SORSBY FUNDUS DYSTROPHY; SFD


Alternative titles; symbols

FUNDUS DYSTROPHY, PSEUDOINFLAMMATORY, OF SORSBY
MACULAR DYSTROPHY, HEMORRHAGIC


SNOMEDCT: 193410003;   ORPHA: 59181;   DO: 0090114;  


Phenotype-Gene Relationships

Location Phenotype Phenotype
MIM number 		Inheritance Phenotype
mapping key 		Gene/Locus Gene/Locus
MIM number
22q12.3 Sorsby fundus dystrophy 136900 Autosomal dominant 3 TIMP3 188826

TEXT

A number sign (#) is used with this entry because of evidence that Sorsby fundus dystrophy (SFD) is caused by heterozygous mutation in the TIMP3 gene (188826) on chromosome 22q12.

Description

Sorsby fundus dystrophy (SFD) is an autosomal dominant retinal dystrophy characterized by the loss of central vision as a result of macular disease by the fourth to fifth decade and peripheral visual loss in late life (summary by Wijesuriya et al., 1996).


Clinical Features

Sorsby et al. (1949) described 5 families with a fundus dystrophy that occurred in several generations in a dominant pedigree pattern. It became manifest at about the age of 40 years, beginning as a central (macular) lesion showing edema, hemorrhage, and exudates. In the course of years, atrophy with pigmentation and extension peripherally occurred. The choroidal vessels became exposed and appeared somewhat sclerotic. Within about 35 years after onset the entire fundus was involved. The choroidal vessels disappeared by this stage and the terminal picture was one of extensive choroidal atrophy with pigmentation. Night blindness was not a feature at any stage. The authors considered the process to be primarily choroidal. Kalmus and Seedburgh (1976) established a genealogic link between one of the families originally reported from England by Sorsby et al. (1949) and one reported from Australia by Fraser and Wallace (1971).

Sandvig (1955) described 13 cases of central choroidal degeneration in 4 generations of a family. Krill and Archer (1971) described mother and 3 children with diffuse total choroidal vascular atrophy.

Forsius (1981), who referred to the condition as Sorsby hemorrhagic degeneration of the retina and choroid, described an instructive Finnish family with marriage of 2 affected persons whose 8 children were all affected.
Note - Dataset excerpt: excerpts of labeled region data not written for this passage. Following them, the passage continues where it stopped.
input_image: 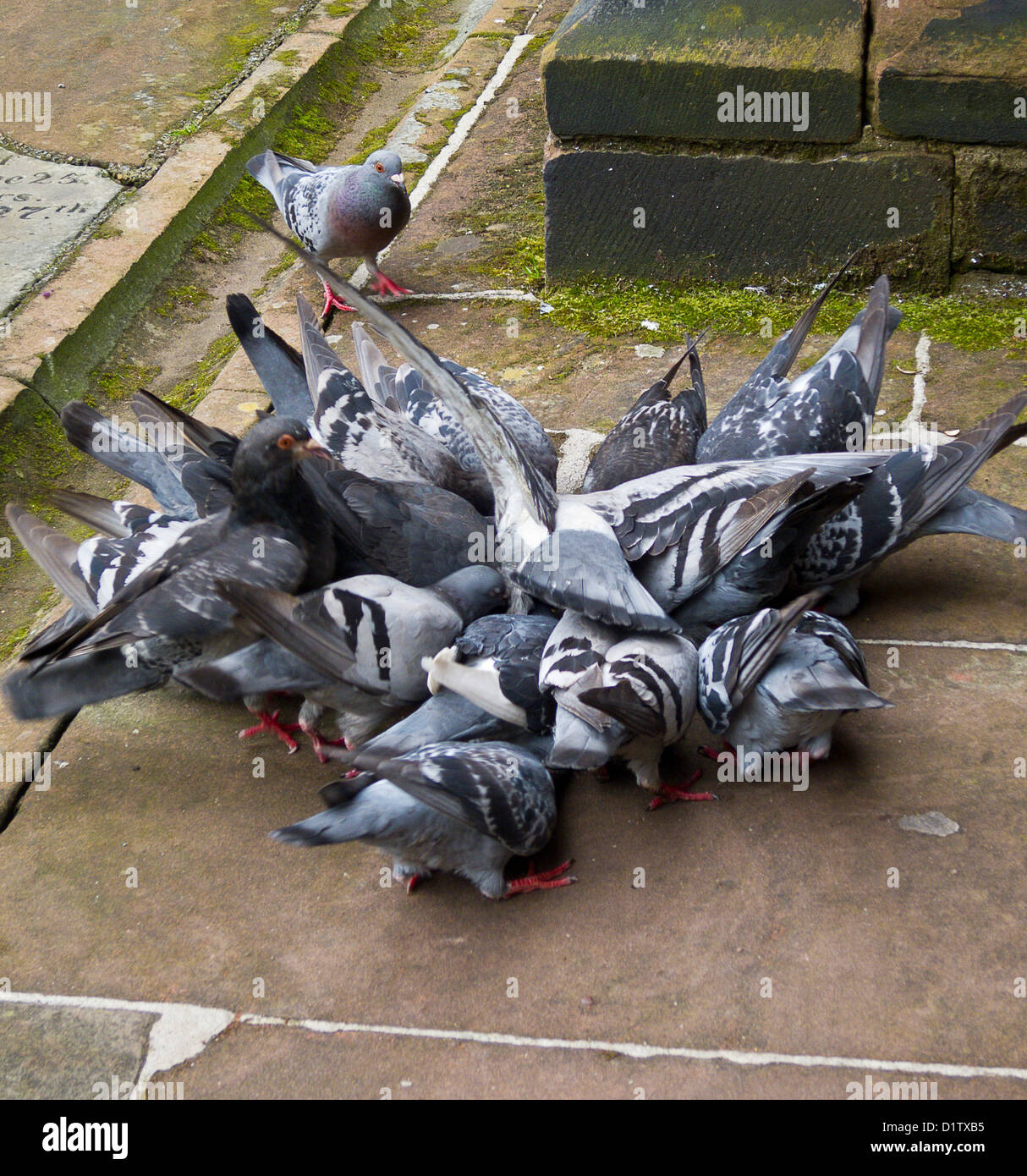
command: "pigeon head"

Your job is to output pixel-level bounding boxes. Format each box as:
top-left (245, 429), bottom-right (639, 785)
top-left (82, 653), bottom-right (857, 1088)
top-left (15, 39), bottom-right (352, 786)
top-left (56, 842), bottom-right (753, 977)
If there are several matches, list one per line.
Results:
top-left (364, 151), bottom-right (406, 192)
top-left (232, 416), bottom-right (328, 519)
top-left (436, 563), bottom-right (507, 624)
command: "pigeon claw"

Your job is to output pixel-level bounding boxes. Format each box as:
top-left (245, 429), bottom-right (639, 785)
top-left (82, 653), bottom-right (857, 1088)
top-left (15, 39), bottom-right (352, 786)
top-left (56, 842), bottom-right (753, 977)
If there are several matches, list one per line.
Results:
top-left (645, 768), bottom-right (717, 812)
top-left (239, 711), bottom-right (300, 755)
top-left (366, 271), bottom-right (413, 299)
top-left (503, 860), bottom-right (578, 898)
top-left (321, 283), bottom-right (356, 320)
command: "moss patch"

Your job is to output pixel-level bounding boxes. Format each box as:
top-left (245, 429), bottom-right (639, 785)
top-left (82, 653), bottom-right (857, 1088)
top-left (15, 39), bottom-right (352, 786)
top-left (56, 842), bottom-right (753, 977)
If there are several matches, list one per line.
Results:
top-left (534, 267), bottom-right (1027, 355)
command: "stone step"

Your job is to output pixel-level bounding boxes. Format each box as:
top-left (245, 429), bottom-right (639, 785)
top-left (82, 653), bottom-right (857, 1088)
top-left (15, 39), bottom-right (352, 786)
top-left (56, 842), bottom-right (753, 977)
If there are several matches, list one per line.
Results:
top-left (543, 136), bottom-right (952, 290)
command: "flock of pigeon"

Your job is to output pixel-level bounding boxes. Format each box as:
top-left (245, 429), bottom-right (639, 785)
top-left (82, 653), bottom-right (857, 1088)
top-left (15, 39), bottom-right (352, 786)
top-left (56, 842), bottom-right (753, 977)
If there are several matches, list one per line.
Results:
top-left (3, 151), bottom-right (1027, 898)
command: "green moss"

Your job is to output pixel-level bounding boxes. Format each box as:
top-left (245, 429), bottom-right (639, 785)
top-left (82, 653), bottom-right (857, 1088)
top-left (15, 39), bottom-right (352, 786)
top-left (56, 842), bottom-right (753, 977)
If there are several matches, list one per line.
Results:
top-left (154, 286), bottom-right (213, 319)
top-left (163, 332), bottom-right (239, 413)
top-left (96, 364), bottom-right (160, 401)
top-left (541, 272), bottom-right (1027, 354)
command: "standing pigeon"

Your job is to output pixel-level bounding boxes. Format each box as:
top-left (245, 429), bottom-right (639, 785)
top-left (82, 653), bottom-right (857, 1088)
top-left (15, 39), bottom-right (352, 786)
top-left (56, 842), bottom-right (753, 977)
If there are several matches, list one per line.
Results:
top-left (272, 743), bottom-right (574, 898)
top-left (246, 148), bottom-right (410, 316)
top-left (245, 217), bottom-right (883, 633)
top-left (699, 593), bottom-right (892, 760)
Bleeding occurred in the macula at about age 20 or 25 years, but the most severe case had onset at age 13 years. Drusen appeared in the midperiphery and the periphery became albinoid.
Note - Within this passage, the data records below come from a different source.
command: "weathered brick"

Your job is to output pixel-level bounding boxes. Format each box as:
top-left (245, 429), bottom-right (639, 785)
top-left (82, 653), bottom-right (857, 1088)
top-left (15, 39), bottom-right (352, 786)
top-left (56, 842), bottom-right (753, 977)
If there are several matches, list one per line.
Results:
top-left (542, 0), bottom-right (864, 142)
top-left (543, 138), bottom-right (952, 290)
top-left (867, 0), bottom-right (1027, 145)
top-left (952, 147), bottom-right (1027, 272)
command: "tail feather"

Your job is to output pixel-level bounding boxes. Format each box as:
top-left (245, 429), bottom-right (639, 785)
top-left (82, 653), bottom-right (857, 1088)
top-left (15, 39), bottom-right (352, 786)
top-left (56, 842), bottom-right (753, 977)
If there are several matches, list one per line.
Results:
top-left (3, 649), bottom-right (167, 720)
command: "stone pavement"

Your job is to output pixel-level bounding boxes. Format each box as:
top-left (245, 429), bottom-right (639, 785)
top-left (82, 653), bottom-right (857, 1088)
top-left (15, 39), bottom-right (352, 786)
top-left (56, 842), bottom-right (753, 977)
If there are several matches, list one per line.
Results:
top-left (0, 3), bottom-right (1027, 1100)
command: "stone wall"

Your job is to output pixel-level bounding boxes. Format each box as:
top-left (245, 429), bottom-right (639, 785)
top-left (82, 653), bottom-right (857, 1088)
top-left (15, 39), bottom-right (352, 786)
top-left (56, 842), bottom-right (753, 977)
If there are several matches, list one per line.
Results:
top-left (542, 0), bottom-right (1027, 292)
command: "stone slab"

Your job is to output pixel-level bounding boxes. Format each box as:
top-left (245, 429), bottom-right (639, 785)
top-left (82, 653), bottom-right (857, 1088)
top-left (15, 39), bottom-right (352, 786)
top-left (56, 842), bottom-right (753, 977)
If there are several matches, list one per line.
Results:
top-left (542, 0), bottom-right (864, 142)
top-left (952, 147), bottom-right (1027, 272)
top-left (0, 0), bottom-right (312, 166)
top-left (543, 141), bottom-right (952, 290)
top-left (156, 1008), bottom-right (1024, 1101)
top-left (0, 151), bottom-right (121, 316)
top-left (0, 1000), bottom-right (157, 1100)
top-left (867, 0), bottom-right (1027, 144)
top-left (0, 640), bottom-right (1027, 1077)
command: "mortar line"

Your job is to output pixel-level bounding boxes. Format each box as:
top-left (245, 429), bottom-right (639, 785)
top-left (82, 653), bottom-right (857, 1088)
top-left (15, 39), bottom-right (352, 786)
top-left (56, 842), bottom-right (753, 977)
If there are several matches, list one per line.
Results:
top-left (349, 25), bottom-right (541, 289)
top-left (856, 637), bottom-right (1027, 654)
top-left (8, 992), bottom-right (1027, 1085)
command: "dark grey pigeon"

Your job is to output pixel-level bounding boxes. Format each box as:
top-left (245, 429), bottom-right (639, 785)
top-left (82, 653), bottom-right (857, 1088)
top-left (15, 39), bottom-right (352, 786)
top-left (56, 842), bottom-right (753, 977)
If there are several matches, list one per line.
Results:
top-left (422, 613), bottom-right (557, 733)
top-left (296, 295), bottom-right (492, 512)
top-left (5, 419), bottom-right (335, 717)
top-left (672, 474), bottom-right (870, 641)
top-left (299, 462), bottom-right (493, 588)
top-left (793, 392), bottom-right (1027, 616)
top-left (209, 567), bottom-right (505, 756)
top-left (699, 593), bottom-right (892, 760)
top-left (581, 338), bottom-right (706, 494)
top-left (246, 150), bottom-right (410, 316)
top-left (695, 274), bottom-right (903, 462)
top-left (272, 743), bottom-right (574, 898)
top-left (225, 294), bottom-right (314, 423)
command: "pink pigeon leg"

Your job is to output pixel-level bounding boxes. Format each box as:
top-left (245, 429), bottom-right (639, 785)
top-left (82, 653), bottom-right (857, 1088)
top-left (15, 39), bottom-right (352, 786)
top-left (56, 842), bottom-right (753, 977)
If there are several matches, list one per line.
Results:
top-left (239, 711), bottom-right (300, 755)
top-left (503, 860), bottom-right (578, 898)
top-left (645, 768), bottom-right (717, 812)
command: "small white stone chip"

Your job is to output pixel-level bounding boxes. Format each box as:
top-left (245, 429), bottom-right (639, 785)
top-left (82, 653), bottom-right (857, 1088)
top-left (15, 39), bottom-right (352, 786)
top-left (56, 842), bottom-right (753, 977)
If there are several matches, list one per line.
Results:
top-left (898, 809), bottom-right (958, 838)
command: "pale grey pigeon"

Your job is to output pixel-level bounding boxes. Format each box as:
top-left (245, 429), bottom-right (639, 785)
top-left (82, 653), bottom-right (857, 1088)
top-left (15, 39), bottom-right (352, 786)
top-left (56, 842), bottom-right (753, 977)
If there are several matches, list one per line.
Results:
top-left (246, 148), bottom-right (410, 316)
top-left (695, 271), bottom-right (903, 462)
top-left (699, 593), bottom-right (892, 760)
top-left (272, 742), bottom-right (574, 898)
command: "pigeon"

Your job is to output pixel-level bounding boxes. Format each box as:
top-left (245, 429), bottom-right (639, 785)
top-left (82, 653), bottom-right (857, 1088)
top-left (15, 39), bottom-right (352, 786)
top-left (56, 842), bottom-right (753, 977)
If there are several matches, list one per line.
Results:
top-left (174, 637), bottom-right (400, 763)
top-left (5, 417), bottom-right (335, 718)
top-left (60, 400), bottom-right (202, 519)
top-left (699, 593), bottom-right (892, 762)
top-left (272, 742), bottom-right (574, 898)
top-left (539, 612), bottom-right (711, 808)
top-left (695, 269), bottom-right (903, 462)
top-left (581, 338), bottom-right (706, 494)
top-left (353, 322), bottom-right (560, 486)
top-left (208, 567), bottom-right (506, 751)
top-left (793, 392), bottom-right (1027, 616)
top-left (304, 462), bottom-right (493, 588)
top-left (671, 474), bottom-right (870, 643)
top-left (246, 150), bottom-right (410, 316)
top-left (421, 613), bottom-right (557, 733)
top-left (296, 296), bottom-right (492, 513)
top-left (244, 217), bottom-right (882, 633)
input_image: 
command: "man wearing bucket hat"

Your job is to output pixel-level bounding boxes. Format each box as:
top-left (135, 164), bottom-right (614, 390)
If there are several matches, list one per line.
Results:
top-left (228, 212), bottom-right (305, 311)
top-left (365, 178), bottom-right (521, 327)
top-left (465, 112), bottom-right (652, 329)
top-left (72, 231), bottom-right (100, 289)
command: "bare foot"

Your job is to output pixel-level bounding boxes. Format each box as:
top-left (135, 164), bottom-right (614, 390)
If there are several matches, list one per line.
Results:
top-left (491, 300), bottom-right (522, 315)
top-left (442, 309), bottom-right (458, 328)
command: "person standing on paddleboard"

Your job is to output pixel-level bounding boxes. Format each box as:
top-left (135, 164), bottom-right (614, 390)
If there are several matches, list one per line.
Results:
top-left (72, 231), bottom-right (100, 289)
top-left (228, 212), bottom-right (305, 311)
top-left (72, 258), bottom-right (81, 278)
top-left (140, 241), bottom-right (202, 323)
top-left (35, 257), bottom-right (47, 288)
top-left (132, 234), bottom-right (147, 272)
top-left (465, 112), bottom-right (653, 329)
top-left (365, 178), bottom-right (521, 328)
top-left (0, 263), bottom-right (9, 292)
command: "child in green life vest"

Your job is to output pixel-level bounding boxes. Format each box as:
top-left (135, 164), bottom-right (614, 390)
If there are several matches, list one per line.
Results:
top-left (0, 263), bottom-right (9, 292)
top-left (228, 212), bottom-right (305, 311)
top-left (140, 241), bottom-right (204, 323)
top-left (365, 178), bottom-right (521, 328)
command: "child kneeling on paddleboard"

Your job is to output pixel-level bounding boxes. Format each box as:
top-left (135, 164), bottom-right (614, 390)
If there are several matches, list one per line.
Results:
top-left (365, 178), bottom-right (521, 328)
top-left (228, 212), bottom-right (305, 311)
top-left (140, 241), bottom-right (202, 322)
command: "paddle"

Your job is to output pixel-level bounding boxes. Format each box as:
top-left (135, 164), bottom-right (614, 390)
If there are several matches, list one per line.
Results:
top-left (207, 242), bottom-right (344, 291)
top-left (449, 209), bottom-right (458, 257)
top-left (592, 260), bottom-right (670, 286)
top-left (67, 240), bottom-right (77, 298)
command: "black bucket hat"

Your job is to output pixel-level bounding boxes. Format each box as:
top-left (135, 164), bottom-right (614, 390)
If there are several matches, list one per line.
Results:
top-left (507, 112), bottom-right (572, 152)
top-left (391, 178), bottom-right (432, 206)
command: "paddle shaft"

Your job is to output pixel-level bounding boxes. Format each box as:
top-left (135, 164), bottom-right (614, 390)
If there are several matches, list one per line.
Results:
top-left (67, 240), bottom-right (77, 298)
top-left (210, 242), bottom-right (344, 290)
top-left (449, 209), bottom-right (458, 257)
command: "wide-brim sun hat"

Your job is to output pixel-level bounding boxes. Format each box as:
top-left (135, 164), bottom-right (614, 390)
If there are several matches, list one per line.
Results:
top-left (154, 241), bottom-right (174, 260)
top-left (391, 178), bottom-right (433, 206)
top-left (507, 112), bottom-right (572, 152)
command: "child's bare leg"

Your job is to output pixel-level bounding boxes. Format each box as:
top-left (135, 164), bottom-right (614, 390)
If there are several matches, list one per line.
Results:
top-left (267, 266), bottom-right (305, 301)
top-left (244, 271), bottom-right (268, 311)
Follow-up studies of the families initially characterized by Sorsby et al. (1949) emphasized the occurrence of interfamilial phenotypic variation and raised the possibility of genetic heterogeneity. In his original report, Sorsby et al. (1949) noticed bilateral macular 'hemorrhage and exudates developing into mineralized choroidal atrophy with massive pigment proliferation.' Affected members of one of his families, the Kempster family, reported progressive difficulties with night vision for as long as 25 years before loss of visual acuity (Capon et al., 1988), whereas the Carver family had difficulties in adapting to sudden changes in ambient light (Polkinghorne et al., 1989), and the affected members of the Ewbanks family were asymptomatic before loss of visual acuity (Hoskin et al., 1981). Affected individuals in the last family experienced a sudden decrease in central vision triggered by subretinal macular neovascularization. In contrast, 2 patients from the Kempster family showed atrophic macular disease without choroidal neovascularization (CNV), whereas Carver family patients predominantly demonstrated a slow progression of the disease associated with chorioretinal atrophy.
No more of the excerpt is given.